Laura crouched in the upstairs hallway. I was told to play with her in order to keep her out of harm’s way, but she didn’t want that. She sat with her arms wrapped around her knees and her chin on them, and a thoughtful, secret expression, as if she were sucking on a candy. We weren’t allowed to have candies. But when I made her show me, it was only a round white stone.
During this last week I was allowed to see Mother every morning, but only for a few minutes. I wasn’t allowed to talk to her, because (said Reenie) she was rambling. That meant she thought she was somewhere else. Each day there was less of her.

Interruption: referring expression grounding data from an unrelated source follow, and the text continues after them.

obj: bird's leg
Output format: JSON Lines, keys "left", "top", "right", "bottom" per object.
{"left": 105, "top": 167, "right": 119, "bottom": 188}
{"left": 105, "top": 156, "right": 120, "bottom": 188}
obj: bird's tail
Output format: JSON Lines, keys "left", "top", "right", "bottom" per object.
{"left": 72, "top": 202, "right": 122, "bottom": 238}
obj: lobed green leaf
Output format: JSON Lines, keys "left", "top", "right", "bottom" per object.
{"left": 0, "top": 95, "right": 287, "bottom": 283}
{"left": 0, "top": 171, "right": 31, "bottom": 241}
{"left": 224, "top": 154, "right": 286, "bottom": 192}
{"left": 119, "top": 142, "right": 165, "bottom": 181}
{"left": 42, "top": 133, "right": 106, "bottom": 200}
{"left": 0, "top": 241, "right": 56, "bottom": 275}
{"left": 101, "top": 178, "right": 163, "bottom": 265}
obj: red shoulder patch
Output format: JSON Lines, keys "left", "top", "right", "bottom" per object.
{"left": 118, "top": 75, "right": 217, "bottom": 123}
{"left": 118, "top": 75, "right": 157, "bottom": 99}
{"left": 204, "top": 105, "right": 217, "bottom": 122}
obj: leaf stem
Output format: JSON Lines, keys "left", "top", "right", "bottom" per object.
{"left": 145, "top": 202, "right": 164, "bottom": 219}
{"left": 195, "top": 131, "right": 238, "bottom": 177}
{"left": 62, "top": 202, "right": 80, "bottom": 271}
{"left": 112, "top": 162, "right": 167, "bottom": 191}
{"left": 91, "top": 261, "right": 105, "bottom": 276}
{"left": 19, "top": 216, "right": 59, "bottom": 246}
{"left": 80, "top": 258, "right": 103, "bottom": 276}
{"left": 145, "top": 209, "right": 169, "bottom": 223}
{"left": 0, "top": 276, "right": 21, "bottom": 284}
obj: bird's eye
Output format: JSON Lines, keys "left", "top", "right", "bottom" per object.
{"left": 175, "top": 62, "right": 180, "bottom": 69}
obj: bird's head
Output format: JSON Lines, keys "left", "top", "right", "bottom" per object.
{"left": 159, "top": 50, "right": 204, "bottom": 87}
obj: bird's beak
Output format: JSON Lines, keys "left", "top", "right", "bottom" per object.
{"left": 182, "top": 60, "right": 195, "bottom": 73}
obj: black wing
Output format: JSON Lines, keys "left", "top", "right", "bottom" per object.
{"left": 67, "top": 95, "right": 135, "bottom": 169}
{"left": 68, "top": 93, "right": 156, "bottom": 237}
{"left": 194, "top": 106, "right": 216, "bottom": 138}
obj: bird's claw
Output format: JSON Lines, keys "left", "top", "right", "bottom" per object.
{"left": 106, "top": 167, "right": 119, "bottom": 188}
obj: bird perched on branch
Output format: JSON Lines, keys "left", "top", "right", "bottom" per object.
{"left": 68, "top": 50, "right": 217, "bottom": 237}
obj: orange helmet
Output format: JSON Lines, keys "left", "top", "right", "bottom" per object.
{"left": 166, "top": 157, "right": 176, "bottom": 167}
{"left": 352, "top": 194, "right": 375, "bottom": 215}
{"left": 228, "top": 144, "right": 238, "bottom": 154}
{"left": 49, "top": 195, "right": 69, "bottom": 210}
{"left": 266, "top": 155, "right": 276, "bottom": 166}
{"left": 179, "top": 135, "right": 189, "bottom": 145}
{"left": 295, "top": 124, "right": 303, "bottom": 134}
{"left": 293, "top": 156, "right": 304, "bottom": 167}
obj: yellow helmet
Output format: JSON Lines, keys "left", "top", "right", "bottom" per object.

Her cheekbones were prominent; she smelled of milk, and of something raw, something rancid, like the brown paper meat came wrapped in.
I was sulky during these visits. I could see how ill she was, and I resented her for it. I felt she was in some way betraying me—that she was shirking her duties, that she’d abdicated. It didn’t occur to me that she might die. I’d been afraid of this possibility earlier, but now I was so terrified that I’d put it out of my mind.

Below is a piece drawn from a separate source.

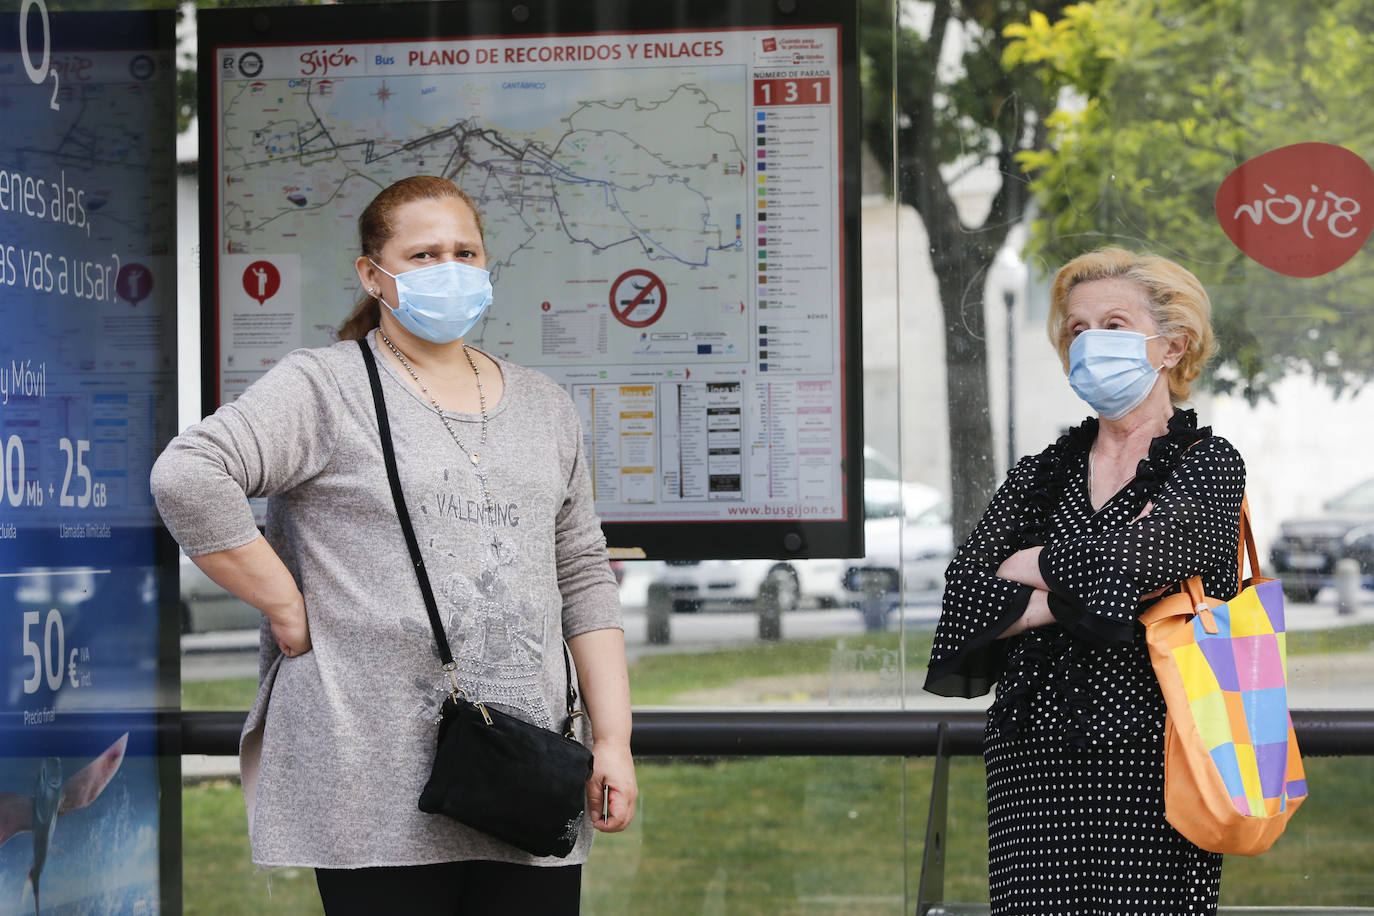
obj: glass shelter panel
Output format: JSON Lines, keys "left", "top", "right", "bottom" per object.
{"left": 1, "top": 0, "right": 1365, "bottom": 911}
{"left": 889, "top": 0, "right": 1374, "bottom": 910}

On the last morning, which I did not know would be the last, Mother seemed more like herself. She was frailer, but at the same time more packed together—more dense. She looked at me as if she saw me. “It’s so bright in here,” she whispered. “Could you just pull the curtains?” I did as I was told, then went back to stand by her bedside, twisting the handkerchief Reenie had given me in case I cried. My mother took hold of my hand; her own was hot and dry, the fingers like soft wire.
“Be a good girl,” she said. “I hope you’ll be a good sister to Laura. I know you try to be.”
I nodded. I didn’t know what to say. I felt I was the victim of an injustice: why was it always me who was supposed to be a good sister to Laura, instead of the other way around? Surely my mother loved Laura more than she loved me.